The factor model has evolved over time with ‘profitability’ the most significant update to the DFA stock selection process, according to Singh.
He said the profitability factor opens up some large growth stocks – that might have previously been down-sized on size grounds – to a higher weight in portfolios that have historically tilted to value.
However, Singh said investors also benefit from efficient implementation of the quant-based strategies including trading systems that allow the manager to “turn on and turn off” exposures to momentum trends or even information gleaned from DFA stock-lending programs, for example.
The manager, too, takes a pragmatic rather than a dogmatic view on sustainability.
“We say there are four promises that managers typically make about sustainability, but only one can be fulfilled. Higher returns (no evidence),” a DFA Australia spokesperson said. “Lower risk (it’s already in the price). Change the world (you’re buying in the secondary market). Match your values (yes, we can do that).
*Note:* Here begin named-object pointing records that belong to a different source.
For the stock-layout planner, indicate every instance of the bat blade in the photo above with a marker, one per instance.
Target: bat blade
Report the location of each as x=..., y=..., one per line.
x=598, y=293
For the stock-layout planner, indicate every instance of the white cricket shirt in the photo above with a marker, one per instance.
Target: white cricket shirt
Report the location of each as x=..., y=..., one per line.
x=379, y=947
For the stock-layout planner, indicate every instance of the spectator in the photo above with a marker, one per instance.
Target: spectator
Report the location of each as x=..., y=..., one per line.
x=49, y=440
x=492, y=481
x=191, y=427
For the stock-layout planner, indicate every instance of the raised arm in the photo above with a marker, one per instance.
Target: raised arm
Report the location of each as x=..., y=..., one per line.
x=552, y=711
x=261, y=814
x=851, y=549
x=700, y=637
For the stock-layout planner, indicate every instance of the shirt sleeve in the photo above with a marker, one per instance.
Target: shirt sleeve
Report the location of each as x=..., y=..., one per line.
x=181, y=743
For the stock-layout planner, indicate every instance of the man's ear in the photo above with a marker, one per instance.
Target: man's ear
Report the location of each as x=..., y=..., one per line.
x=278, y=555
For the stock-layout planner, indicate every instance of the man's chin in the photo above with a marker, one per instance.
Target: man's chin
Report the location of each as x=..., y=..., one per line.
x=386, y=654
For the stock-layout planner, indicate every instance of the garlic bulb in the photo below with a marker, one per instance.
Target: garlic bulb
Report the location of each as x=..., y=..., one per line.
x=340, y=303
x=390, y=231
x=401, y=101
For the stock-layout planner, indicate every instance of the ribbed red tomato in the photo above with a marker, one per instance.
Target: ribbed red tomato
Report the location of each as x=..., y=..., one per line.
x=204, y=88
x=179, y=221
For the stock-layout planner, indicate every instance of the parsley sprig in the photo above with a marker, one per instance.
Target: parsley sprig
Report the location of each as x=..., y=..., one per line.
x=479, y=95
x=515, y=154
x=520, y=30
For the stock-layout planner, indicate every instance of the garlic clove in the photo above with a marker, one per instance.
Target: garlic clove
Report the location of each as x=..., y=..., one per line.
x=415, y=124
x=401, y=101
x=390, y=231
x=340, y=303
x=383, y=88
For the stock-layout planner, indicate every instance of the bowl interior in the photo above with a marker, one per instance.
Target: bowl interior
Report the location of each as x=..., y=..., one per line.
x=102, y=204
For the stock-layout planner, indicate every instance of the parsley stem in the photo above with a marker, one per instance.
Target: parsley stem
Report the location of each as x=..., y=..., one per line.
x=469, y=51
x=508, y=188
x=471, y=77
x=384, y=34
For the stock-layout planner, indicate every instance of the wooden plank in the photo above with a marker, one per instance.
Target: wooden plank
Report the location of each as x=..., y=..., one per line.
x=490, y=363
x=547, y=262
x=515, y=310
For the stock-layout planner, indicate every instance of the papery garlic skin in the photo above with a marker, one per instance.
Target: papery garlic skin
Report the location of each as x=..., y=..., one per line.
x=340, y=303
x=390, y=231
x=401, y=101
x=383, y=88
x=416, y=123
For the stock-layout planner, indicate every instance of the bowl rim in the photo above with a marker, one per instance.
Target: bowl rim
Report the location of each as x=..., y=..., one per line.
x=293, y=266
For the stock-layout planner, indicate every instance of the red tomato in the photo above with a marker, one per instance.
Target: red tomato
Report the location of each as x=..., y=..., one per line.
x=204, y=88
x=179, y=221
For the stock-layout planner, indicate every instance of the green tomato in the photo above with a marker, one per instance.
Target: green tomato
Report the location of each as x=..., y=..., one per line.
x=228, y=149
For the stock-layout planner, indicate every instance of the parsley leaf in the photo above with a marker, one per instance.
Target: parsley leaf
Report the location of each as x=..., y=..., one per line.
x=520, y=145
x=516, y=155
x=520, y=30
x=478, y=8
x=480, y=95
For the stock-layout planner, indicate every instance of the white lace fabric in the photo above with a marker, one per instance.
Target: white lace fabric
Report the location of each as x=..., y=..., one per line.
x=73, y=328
But you can have a strategy that delivers similar returns to what you would get in a non-sustainable strategy, but one you feel you can live with.”
For example, Singh – who doubles as DFA head of portfolio management for Asia-Pacific – said the Australian sustainable equities fund has a carbon intensity measure of about 45-50 per cent lower than the broader index while the Global Sustainability strategy has an emissions reading of up to 70 per cent under the benchmark.
He said balancing investment outcomes and sustainability goals is more precarious in the less-diversified, energy-heavy Australian share market compared to the global stock universe.
“We wouldn’t want to push the [carbon emission] levels to the point where we jeopardise investment outcomes.”
The DFA Australian PIE features a management fee of 0.35 per cent compared to 0.41 per cent for the global products.
DFA has also moved with product structure trends in other jurisdictions, launching a suite of exchange-traded funds (ETFs) late in 2020 that have since grown to more than US$100 billion – making it the largest actively managed ETF provider. The group has plans to launch an Australian ETF range this year.
Singh took over as DFA Australia chief in May this year from long-time incumbent, Glenn Crane, who moved to the executive chair role.